Diamnya Jokowi ketika ditanya media, bisa dimaknai sebagai pengakuan dan membenarkan bahwa KPK belum pernah dilapori beliau. Soalnya, diam bisa diartikan setuju. Seorang gadis pemalu jika ditanyakan kesediaannya untuk menerima lamaran seorang laki-laki dan dia diam, maka itu artinya dia setuju. Bukankah Jokowi bisa membantah jika dia tetap yakin sudah pernah melapor ke KPK.

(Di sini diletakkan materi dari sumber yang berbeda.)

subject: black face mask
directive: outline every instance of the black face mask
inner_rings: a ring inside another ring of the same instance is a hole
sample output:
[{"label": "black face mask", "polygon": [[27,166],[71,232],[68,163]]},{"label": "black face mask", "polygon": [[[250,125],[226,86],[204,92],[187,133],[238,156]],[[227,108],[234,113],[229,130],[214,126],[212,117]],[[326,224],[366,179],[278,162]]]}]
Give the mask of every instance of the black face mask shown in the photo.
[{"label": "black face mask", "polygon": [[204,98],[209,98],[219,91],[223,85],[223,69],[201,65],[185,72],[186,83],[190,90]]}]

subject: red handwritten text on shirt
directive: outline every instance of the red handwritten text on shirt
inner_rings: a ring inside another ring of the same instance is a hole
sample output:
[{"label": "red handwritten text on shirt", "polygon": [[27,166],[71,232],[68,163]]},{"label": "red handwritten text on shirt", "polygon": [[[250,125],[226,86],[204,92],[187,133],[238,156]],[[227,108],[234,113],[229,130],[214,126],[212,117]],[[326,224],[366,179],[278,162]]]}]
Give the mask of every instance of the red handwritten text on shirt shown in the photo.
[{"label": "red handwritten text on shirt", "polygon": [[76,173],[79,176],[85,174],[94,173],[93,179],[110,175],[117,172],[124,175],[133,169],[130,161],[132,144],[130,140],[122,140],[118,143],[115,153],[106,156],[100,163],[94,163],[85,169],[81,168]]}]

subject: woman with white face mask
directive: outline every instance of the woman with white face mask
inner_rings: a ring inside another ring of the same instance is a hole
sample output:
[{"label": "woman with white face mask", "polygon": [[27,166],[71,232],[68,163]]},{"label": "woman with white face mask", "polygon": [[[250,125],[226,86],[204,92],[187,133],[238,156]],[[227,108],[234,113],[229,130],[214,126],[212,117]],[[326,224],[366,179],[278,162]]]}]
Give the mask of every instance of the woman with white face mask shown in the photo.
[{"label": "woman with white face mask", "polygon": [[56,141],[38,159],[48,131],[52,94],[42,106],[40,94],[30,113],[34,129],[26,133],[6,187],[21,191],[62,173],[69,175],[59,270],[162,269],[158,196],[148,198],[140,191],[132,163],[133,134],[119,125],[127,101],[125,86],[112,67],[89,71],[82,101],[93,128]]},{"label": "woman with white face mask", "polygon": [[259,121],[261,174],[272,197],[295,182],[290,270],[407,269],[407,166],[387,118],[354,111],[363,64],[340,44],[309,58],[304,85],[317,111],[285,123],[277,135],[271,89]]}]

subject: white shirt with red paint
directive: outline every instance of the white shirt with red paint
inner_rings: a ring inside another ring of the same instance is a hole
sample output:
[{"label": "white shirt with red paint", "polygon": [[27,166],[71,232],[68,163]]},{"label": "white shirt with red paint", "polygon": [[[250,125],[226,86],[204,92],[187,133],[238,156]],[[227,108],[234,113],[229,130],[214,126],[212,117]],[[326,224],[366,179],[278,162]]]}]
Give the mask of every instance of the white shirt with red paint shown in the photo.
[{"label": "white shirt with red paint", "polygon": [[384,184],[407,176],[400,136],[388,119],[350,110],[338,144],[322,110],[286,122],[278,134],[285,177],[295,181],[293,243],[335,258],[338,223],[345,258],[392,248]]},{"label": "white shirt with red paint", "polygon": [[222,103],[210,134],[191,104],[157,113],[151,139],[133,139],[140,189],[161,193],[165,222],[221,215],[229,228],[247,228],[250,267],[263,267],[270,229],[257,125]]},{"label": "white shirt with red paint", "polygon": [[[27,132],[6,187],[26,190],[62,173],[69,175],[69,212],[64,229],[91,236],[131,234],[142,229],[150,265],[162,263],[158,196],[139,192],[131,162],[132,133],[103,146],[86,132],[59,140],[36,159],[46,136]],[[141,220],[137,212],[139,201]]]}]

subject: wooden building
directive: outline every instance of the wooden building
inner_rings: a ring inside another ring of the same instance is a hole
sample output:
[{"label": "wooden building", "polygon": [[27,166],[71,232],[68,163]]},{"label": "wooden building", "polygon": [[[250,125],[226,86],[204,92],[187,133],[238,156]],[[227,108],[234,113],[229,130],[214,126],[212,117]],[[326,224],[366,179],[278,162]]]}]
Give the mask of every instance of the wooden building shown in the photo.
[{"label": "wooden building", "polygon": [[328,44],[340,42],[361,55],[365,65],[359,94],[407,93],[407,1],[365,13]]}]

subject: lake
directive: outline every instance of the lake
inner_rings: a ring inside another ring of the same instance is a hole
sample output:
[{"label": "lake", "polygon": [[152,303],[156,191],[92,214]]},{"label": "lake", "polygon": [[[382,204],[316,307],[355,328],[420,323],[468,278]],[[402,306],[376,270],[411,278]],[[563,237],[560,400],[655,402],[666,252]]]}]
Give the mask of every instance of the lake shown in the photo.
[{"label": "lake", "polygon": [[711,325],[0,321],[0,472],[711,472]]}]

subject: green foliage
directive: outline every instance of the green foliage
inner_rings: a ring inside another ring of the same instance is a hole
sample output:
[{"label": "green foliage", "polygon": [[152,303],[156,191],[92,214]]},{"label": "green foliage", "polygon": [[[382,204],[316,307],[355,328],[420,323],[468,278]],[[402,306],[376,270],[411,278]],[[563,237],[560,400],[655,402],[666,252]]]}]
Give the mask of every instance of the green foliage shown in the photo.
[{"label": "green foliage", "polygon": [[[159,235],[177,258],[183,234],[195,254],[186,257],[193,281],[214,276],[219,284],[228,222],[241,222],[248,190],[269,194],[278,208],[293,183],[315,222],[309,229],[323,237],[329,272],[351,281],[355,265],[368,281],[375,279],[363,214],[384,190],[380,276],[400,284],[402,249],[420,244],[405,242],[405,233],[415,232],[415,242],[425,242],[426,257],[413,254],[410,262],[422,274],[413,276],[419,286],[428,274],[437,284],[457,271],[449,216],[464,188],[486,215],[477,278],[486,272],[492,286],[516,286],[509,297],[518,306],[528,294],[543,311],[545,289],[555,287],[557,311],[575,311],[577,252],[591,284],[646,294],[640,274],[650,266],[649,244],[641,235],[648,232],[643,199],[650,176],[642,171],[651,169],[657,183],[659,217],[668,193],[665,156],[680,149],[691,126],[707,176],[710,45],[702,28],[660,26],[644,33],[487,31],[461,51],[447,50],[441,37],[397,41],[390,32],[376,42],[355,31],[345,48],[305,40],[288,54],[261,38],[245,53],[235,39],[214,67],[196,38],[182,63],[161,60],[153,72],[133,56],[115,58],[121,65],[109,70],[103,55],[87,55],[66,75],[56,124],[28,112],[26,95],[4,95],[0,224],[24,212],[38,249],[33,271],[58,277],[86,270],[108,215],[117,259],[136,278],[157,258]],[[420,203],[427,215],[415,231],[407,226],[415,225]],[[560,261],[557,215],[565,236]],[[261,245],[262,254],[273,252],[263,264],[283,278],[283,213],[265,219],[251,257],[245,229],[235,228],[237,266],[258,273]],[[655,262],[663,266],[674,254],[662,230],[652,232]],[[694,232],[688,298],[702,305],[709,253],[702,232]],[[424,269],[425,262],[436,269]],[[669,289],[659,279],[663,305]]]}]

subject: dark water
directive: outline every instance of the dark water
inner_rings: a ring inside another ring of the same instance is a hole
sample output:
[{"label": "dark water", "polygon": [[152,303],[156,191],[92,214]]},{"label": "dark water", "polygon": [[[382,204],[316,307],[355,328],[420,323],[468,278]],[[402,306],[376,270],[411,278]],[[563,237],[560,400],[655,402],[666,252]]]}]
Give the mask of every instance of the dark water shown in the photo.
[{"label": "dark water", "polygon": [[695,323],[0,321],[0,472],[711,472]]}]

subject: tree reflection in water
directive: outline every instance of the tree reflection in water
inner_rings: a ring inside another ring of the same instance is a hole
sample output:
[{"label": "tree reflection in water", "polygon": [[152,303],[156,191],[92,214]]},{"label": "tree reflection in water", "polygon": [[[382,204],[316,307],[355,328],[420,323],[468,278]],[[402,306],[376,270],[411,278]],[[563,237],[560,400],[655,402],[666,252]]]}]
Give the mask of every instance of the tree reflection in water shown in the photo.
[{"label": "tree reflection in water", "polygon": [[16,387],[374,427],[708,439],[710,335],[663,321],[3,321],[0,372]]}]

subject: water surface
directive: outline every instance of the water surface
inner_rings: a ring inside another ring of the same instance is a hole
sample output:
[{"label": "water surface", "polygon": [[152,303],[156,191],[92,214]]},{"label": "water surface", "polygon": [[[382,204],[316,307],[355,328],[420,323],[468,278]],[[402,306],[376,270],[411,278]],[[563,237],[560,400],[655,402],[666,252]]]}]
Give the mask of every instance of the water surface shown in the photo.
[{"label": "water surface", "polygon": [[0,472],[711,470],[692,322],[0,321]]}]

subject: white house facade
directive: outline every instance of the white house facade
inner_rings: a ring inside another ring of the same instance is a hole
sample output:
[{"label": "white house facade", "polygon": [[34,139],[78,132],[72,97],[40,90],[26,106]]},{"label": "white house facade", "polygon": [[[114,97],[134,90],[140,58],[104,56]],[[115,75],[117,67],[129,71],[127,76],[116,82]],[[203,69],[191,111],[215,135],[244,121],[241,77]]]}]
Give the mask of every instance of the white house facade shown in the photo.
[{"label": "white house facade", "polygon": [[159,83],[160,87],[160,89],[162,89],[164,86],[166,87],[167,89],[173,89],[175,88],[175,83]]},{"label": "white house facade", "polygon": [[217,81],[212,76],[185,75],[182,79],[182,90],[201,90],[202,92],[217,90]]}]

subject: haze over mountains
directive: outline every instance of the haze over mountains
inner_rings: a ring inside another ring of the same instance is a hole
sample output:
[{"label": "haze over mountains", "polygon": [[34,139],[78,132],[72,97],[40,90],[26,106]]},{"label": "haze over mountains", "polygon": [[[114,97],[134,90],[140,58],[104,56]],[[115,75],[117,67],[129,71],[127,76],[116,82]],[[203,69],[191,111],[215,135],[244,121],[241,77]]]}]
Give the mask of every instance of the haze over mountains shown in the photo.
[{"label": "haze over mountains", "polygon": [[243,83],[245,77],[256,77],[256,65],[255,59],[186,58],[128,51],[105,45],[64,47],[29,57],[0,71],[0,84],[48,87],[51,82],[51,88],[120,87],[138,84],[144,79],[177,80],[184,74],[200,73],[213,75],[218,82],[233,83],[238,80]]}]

Sementara itu Udar yang tengah di-BAP oleh Kejagung merasa dirinya dikorbankan. Udar terus mempertanyakan pernyataan Jokowi yang mengaku tidak tahu masalah bus tersebut. Seperti yang diceritakan Sanusi anggota DPRD DKI, menurut Udar, Sekretaris Dinas yang diberi kuasa langsung oleh Jokowi sebagai KPA dan PPK sebenarnya memberikan laporan rutin kepada Gubernur. Udar juga heran, Jokowi seolah-olah tidak mengenal Michael Bimo Putranto, teman dekat dan bekas tim suksesnya yang disebut-sebut berperan penting dalam kasus tersebut. Padahal menurut Udar, Jokowi lah yang mengenalkannya dengan Bimo. Begitu pula masalah ketidaktahuan Jokowi tentang kondisi bus. Udar mengetahui betul bahwa Jokowi yang menerima dan memeriksa bus tersebut ketika tiba pertama kali di pelabuhan Tanjung Priok. Bagaimana jika pernyataan Jokowi yang juga diduga tidak akurat ini dikomfirmasi lagi pada Jokowi, bisa jadi beliau juga hanya diam.
Sanusi juga menyayangkan, anggaran Rp.1.5 triliyun yang sudah susah payah diperjuangkan untuk pengadaan busway tidak bisa dinikmati rakyat Jakarta, pengadaan bus terbengkalai dan hingga kini rakyat Jakarta masih berdesak-desakan di dalam busway.